Enquanto esta dinâmica se desenvolve, o espectador quase esquece a jovem Helena (Mariana Pacheco) que se escondeu naquela casa, ao ponto de quase ignorar que muita da dinâmica entre os dois homens se deve essencialmente aos actos que a jovem teve ao entrar na zona proibida para afazeres que se desconhecem. Compreendemos que algo se passa graças à intervenção que "Ernesto" tem com ela antes de a mandar esconder-se de "Salaviza" mas, ainda assim, tudo é estranho para lá do momento que se mantém tenso. Porquê? Para quê? O que existirá de tão estranho ou proibido para lá dos limites ou fronteiras "aceitáveis" desta nova realidade? Cedo compreendemos que este conflito nuclear dizimou a sociedade. Dizimou instituições e, como em qualquer época de crise, quem tem força militar conquistou o que sobrou no pós-conflito. Muitos devem ter sido os que desaparecerem com o mesmo limitando a população a números diferentes de outros tempos como sobretudo os recursos para os fazer substituir. Sendo estes raros até que ponto todos têm direito a algo? Se o pensamento do espectador se encaminha neste percurso aceitando que a luta dos sobreviventes é ter subsistência e do novo poder o controlo desses mesmos recursos, é a revelação do verdadeiro drama que o assola e faz perceber que a dinâmica da sociedade e mesmo a sua própria sobrevivência está em risco se não se conseguir garantir sobretudo a própria "geração seguinte". Muito num estilo de Children of Men (2006), de Alfonso Cuarón, o que aconteceria se, de repente, deixassem de existir crianças que garantissem o futuro? Ou pior... no caso de existirem, até que ponto seriam vistas como um "empecilho" que esgota o pouco que existe... e sobretudo o pouco que existe desse novo poder que se assume como dono e senhor de tudo e de todos?!
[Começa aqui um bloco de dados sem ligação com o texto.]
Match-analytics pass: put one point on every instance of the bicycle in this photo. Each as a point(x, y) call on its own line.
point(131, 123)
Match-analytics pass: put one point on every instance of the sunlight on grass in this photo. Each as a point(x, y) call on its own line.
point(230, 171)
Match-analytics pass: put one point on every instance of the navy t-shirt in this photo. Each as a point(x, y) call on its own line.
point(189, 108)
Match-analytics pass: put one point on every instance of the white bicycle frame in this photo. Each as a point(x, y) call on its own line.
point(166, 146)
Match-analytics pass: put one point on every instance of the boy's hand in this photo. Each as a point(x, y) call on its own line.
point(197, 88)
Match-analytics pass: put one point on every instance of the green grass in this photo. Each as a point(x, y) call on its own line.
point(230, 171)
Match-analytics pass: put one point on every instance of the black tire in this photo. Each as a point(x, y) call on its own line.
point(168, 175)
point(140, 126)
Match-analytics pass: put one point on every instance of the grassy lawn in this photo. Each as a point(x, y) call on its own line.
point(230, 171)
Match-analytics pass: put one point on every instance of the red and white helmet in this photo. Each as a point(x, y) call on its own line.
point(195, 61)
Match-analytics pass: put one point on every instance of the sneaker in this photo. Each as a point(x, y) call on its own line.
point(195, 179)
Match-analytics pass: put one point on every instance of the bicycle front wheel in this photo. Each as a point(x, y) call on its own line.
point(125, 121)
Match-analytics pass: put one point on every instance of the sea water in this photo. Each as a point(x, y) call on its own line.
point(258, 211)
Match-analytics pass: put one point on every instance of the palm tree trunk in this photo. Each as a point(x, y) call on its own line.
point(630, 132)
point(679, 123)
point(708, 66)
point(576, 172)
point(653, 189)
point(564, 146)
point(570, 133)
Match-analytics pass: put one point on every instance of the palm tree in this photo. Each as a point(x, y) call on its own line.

O "novo poder" é, como cedo esperamos, intimidante, intrusivo, inquiridor ou até mesmo inquisidor, regulador pela ordem e pela moral que institui como "certa" e castrador. O "Coronel Salaviza" de Paulo Calatré é tudo isso. E mais. Se o "Ernesto" de Sérgio Godinho se prende com a réstia de moral que se espera de alguém que, tal como a maioria dos demais sobreviventes, se rege por um qualquer ideal de um amanhã melhor, Calatré dá corpo àquela sombra que surge (literalmente) por detrás do nosso ombro e atormenta qualquer tipo de existência ou esperança fazendo ver e crer, qual São Tomé, numa nova ordem quase bíblica do qual apenas e só ele é detentor e garante. A ordem (dele) existe. "Salaviza" irá impô-la nem que para isso precise de eliminar todos os que ousem querer ver (ou viver) o mundo de uma forma diferente. Na realidade a liberdade de uns não afectaria a existência dos outros mas para o coronel a mais ínfima réstia de esperança noutra realidade é uma ameaça por si só. Se a dinâmica entre os actores existe - e existe -, verdade será que é a personagem de Calatré que exala a todo o instante a perfeição e encarnação desse mal que espreita a todas as esquinas e aquela que, não mostrando qualquer reserva nos seus fins e propósitos, consegue captar para si todos os olhares... resista, no final, ou não.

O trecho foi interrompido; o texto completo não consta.